Quantitative Discourse Analysis Package (qdap)
- Developer(s): Bryan Goodrich, Dason Kurkiewicz, Tyler Rinker
- Stable release: 2.4.2 / September 27, 2020; 4 years ago
- Operating system: Microsoft Windows, Linux, Mac OS
- Type: Qualitative data analysis, Discourse analysis
- License: GPL2 license
- Website: cran.r-project.org/web/packages/qdap/

= Quantitative Discourse Analysis Package =

Quantitative Discourse Analysis Package (qdap) is an R package for computer assisted qualitative data analysis, particularly quantitative discourse analysis, transcript analysis and natural language processing. Qdap is installable from, and runs within, the R system.

Qdap is a tool for quantitative analysis of qualitative transcripts and therefore provides a bridge between quantitative and qualitative research approaches.
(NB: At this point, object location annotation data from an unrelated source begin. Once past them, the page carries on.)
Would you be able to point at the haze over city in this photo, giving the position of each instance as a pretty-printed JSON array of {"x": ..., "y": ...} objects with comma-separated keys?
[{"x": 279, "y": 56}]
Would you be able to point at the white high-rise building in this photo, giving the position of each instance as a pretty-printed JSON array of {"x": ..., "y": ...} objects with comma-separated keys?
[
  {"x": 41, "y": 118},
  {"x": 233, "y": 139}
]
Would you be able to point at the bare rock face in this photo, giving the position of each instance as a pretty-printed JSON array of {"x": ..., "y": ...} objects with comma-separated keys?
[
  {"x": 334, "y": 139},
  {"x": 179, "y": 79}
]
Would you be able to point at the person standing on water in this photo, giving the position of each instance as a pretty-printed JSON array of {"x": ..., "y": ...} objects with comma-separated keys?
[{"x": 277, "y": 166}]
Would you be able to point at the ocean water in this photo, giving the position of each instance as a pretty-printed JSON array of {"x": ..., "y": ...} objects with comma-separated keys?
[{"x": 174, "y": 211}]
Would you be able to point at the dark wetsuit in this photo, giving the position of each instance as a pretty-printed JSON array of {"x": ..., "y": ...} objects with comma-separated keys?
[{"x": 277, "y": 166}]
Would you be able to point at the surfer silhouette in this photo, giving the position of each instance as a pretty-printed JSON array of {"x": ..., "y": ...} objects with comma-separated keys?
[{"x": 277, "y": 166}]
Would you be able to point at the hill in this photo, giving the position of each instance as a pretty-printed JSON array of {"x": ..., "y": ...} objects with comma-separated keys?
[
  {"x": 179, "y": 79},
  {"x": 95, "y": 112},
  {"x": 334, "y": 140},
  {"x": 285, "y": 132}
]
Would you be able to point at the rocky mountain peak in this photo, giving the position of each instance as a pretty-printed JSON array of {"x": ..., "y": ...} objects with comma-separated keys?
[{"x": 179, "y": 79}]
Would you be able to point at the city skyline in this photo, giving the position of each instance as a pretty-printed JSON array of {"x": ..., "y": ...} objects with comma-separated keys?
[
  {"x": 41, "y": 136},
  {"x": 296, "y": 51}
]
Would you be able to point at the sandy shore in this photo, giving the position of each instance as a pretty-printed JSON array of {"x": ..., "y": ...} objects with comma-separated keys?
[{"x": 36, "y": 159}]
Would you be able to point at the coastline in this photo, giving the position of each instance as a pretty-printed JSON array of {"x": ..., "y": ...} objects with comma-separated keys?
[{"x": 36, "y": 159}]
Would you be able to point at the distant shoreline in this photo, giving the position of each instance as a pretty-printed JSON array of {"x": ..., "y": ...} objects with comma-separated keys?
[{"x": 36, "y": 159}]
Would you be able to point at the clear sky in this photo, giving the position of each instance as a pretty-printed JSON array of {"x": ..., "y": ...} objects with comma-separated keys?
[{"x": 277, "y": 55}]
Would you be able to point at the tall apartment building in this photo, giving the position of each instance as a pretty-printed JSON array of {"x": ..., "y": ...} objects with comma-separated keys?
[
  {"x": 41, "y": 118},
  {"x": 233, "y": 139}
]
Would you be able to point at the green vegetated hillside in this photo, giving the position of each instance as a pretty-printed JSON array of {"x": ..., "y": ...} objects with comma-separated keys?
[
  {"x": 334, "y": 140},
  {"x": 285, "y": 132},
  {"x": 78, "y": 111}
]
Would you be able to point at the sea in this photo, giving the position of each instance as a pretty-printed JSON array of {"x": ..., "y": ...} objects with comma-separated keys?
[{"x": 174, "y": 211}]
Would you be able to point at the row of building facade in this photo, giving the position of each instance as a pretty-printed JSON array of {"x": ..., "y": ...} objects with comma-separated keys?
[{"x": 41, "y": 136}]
It is designed for transcript analysis, but its features overlap with natural language processing and text mining.

Its features include:
- tools for the preparation of transcript data
- frequency counts of sentence types, words, sentences, turns of talk, syllables
- aggregation using grouping variables
- word extracting and visualization
- statistical analysis.

For higher level statistical analysis and visualization of text, qdap is integrated with R and offers integration with other R packages.

==Alternatives==
- KH Coder (Windows, Linux, macOS) for quantitative content analysis and text mining.